Nevertheless, nanotechnology as defined by the popular press has lately received a bad rap, hyped as the next "dot.com", only with legs. Some observers believe that the many interrelationships between business, technology, science and government will make nanotechnology a tough sell.
"This is not an integrated industry," said Christine Peterson, president of the Foresight Institute, which promotes molecular nanotechnology.
In her presentation here, Peterson explained what's behind nanotech "buzz": "It's a sexy new label for chemistry, materials science and applied physics as we start working at the molecular level.
Because near-term applications will be largely invisible in existing products offering higher strength, safety, sensitivity, accuracy and overall performance the nanotech phenomemon is an incremental one, not revolutionary.
"Individuals who can look at each experimental phenomenon, picture a new technology and identify an early business opportunity are hard to come by," said Peterson.
Peterson said U.S. investment is nanotechology has been solid, and backers are able to recognize and discount the hype. European support remains uncertain.
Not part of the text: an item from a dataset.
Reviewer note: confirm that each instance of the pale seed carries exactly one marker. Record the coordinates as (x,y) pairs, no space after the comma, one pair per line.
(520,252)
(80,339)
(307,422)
Longer term, one goal is to make molecular machines. "We want to be able to design and build nanosystems for manufacturing complex, atomically-precise products of any size from cubic-micron mainframes to aircraft carriers," Peterson said. "There is a probable international competition for economic and military advantage across the world."
Taiwan boost nano-R&D
Taiwan's Industrial Technology Research Institute is forging ahead with early product development. Executive Director Jih Chang Yang disagreed that the real payoff for nanotechnology lies in the very long term. "We believe the marketplace is already the focal point for nanotechnology today."
Among the applications being addressed by the Institute now are electronics, photonics, energy and biomedical. "Taiwan's nanotechnology program is focused on industrialization," said Yang. Begun last year, the $650 million, six-year program is earmarking 62 percent of funding for industrialization while the remainder will cover academic research, R&D facilities and human resource development.
Yang projected total market size for products differentiated by nanotechnology made by Taiwan manufacturers to be $19 billion by 2008, with 43 percent in materials and chemicals, 22 percent in metals and machinery and 35 percent in electronics.
"The true power of nanotechnology is not so much in the creation of new industries like semiconductors than in its impact on almost all industries, existing or new," said Yang. "Never was an R&D topic so vigorously pursued by all of the technologically significant countries of the world, and the coming global marketplace battles will be some of the fiercest ever."
That bodes well for Peres' charge to the Congress as long as the focus remains on atoms for peace, not bombs.